I’ve used Kodi for a long time so that I can get my high bit rate 4K HDR films off a dedicated file server. It actually works great for really full quality home movies and things when you don’t want compression artifacts. The truth is that most 4K we watch on steaming is low bit rate.
Sometimes you can really see this is dark settings and there is banding of colors. But with a 50GB two hour movie in full HDR and DTS on a LG OLED screen with a 5.4.1 sound system. Well it can really change your view.
But one problem is that when I use Kodi it really doesn’t like user names and passwords. If you allow guest access things are great. Synology and Apple MacOS so Bonjour advertisements aka zeroconf aka a ahi and when you go to Settings > Files you will see those servers in the zeroconf entry.

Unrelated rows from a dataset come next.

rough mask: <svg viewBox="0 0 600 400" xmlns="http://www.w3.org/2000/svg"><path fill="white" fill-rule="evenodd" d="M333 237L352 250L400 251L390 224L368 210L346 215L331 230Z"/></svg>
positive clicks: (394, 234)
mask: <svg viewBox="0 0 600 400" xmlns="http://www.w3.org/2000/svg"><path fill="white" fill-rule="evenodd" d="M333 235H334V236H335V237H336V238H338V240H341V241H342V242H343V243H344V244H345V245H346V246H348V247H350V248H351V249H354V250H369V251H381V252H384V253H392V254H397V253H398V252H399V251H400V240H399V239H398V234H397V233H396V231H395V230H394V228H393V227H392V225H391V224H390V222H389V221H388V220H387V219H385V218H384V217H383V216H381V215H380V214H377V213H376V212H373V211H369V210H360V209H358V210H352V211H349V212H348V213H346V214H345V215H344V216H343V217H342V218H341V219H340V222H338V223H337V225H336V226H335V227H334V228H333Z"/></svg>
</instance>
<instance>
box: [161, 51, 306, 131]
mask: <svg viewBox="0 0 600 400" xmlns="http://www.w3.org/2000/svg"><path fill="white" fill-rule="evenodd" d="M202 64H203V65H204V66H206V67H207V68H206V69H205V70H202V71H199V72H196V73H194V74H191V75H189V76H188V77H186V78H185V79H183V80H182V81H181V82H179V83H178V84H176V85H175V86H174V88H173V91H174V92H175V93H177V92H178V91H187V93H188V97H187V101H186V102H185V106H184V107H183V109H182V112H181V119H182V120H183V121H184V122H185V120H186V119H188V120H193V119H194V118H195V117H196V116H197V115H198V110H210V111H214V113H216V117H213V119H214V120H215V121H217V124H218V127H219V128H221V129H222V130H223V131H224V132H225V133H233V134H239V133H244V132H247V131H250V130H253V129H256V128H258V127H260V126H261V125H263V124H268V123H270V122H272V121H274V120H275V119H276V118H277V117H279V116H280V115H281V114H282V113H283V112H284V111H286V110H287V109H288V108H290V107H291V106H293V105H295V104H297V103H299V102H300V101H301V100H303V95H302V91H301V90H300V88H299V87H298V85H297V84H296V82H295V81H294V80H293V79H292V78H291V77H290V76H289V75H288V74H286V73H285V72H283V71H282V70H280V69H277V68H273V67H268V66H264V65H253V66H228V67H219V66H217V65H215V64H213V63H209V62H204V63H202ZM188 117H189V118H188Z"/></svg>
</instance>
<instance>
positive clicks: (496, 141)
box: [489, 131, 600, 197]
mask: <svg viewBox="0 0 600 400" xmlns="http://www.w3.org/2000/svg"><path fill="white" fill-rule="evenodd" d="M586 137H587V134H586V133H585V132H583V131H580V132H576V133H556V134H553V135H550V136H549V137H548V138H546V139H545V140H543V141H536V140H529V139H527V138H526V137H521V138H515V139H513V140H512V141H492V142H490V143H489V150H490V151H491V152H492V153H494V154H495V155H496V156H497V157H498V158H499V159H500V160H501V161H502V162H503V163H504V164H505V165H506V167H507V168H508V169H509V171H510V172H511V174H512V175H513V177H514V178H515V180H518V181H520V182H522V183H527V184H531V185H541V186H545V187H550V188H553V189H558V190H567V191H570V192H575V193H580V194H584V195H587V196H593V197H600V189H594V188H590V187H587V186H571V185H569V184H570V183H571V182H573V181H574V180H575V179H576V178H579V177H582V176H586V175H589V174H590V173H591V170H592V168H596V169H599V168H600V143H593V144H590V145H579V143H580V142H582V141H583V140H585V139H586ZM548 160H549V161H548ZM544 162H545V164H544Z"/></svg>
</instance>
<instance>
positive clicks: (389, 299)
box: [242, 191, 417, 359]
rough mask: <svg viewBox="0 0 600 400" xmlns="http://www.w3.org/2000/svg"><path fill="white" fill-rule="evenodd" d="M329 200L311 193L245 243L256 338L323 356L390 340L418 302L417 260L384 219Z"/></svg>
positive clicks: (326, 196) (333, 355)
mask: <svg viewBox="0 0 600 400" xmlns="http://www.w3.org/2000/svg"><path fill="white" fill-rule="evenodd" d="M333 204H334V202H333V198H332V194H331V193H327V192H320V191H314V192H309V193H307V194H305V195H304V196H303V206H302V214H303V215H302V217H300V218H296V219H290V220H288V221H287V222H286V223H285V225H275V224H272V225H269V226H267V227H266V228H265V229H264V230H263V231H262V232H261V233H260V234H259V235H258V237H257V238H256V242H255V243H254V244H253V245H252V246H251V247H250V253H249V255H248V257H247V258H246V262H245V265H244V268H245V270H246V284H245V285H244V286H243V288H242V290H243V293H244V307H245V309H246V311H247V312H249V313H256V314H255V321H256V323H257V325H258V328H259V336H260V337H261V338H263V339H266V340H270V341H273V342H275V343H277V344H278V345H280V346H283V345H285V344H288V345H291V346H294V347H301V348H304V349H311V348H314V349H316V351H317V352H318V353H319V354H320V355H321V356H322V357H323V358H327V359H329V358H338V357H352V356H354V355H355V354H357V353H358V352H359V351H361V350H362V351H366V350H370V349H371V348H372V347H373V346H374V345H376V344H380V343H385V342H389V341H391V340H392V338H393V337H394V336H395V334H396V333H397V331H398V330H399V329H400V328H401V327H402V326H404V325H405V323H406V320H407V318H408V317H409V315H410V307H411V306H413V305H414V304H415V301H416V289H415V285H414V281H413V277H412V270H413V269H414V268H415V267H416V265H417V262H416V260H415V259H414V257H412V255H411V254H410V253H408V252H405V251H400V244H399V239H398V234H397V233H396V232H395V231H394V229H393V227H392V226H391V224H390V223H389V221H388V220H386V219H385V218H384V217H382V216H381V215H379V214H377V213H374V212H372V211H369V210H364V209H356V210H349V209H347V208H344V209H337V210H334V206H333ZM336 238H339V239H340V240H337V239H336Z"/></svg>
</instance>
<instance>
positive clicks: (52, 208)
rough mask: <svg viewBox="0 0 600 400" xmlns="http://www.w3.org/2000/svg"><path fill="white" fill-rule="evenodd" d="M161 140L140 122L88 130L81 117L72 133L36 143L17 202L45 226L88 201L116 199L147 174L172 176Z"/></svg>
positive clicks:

But I really don’t like leaving open shares even on a home network. Even if it’s set to read only. But if you close up guest access. In a synology this is in the control panel/user. You disable guest access then suddenly all browsing fails to Synology servers over SMB
It turns out that Synology disables SMB v1 because it is insecure and this means you can’t browse shares unless they allow guest (aka no password access). You can actually go to setting/services/SMB client to change the min client to v2
Instead you have to manually add a files entry by going to settings / files / add new source. Then you type in the server IP address. Note that zeroconf doesn’t work here. If you try to browse you won’t see servers so you need the IP address. If you have a Ubiquiti router then you are in luck. It adds to the DNS automatically the host name in the domain .localdomain. This isn’t the same as the special Bonjour domain in .local.
So you enter the server name and a share there and this is how passwords get matched. Note that apparently the password is saved in clear text as a password.xml in Kodi so make sure the user is read only!